List<T> : IList<T>, ICollection<T>, IEnumerable<T>, IEnumerable,

So instead of collection managing the ‘cursor’, collection calls GetEnumerator to return an object that encapsulates that ‘cursor’. And this object is implemented as an internal class to the collection.

public interface IEnumerable<out T> : IEnumerable
{
    IEnumerator<T> GetEnumerator();
}

The object returned by GetEnumerator is an IEnumerator which derives from IDisposable.

Ouch! there is an out generic modifier there. To explain it we need covariance & contravariance & category theory which is not a trivial topic.

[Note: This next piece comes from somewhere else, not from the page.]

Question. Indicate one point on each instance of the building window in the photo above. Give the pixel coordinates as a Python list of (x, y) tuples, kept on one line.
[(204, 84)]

Just think of it as a normal generic for now we will come to it shortly.

public interface IEnumerator<out T> : IDisposable, IEnumerator
{
    T Current { get; }
}

Current property is read-only so we cannot assign the objects in the collection when iterate.

This enables the calling of Dispose after the foreach loop exits by the foreach CIL code.

This is what c# compiler produces for Stack collection:

System.Collections.Generic.Stack<int> stack =
  new System.Collections.Generic.Stack<int>();

System.Collections.Generic.Stack<int>.Enumerator
  enumerator;

IDisposable disposable;

enumerator = stack.GetEnumerator();

try
{
  int number;
  while (enumerator.MoveNext())
  {
    number = enumerator.Current;
    Console.WriteLine(number);
  }
}
finally
{
  // Explicit cast used for IEnumerator<T>.
  disposable = (IDisposable) enumerator;
  
  disposable.Dispose();
  
  // IEnumerator will use the as operator unless IDisposable
  // support is known at compile time.
  // disposable = (enumerator as IDisposable);
  // if (disposable != null)
  // {
  //   disposable.Dispose();
  // }
}

After all these, I think we can appreciate the thought and care taken by the language designers now.

Convariance vs contravariance

The CLR already supports in & out, but it wasn’t avaialable to the language till .NET 4. The ony way to use variance annotations is to add it to IL directly.

Category theory

partial types

In single file types, the initialization of member and static variables is guaranteed to occur in the order they appear in the file, but there’s no guaranteed order when multiple files are involved

Using :: to tell the compiler to use aliases

namespace MyNS 
{

}

using MyNS = System.Web.UI.WebControls; 

namespace Test
{
    public class A 
    {
        public void B() 
        {
            Console.WriteLine(typeof(MyNS::Button));
        }
    }
}

anonymous types

var tom= new { Name = "Tom", Age = 9 };
var holly = new { Name = "Holly", Age = 36 };
var jon = new { Name = "Jon", Age = 36 } ;

Properties are read-only, all anonymous types are immutable as long as the types used for their properties are immutable.

projection initializer

C# 3 provides a shortcut: if you don’t specify the property name, but just the expression to evaluate for the value, it’ll use the last part of the expression as the name, provided it’s a simple field or property.